Mali Discovers Vast Reservoirs of Clean Hydrogen Gas.

  • Mali discovers vast reservoirs of clean hydrogen gas.
  • Petroma had installed a pilot unit to turn the gas into electricity that produced water as an exhaust product and transformed the village into one with reliable, plentiful electricity.

In Mali, a beautiful West African country, a huge discovery has a town drawing a flammable gas from the earth that produces loads of electricity without CO2 emissions. The town called Bourakébougou was prospected by Malian energy entrepreneur Aliou Diallo, who believed the mysterious gas, which in the daytime shone with a blue colour like sparkling ocean water, and at night like golden dust, could represent a fortune.
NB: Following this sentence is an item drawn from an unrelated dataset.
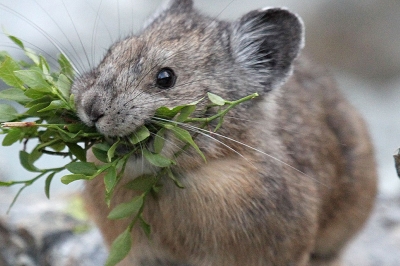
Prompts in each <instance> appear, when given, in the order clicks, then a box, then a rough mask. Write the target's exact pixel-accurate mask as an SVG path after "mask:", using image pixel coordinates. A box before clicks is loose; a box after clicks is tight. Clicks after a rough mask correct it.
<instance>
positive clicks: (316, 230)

In 2012, he recruited Chapman Petroleum to determine what the gas was. It was 98% hydrogen. Months later, Diallo’s firm Petroma had installed a pilot unit to turn the gas into electricity that produced water as an exhaust product and transformed the village into one with reliable, plentiful electricity.

In 2018, a science team published a paper on the Bourakébougou hydrogen well, which concluded from evidence obtained from a dozen exploratory wells in the vicinity that it was “possible to confirm the presence of an extensive hydrogen field featuring at least five stacked reservoir intervals containing significant hydrogen that cover an estimated area well superior to 8 km in diameter.”

Furthermore, the study found that the current estimate of its exploitation price is much cheaper than manufactured hydrogen, either from fossil fuels or electrolysis.

Hydrogen fuel has enormous potential to transition off fossil fuels as it’s the best currently perceived alternative for diesel or kerosene-based transport such as semi-trucks, jet aircraft, and cargo ships. Now, the Malian wells can produce hydrogen gas at 50 cents per kilo, one-tenth of the cost of hydrogen created through electrolysis with solar, wind, geothermal, or other green energies. Ian Munro, CEO of Helios Aragon, a startup pursuing hydrogen in the foothills of the Spanish Pyrenees, told Science his break-even costs might end up between 50 and 70 cents, adding that would revolutionize energy production.

As for Diallo, he started a new company called Hydroma, which now produces electricity for the area via the hydrogen reservoir and is looking into using it to create green hydrogen via electrolysis.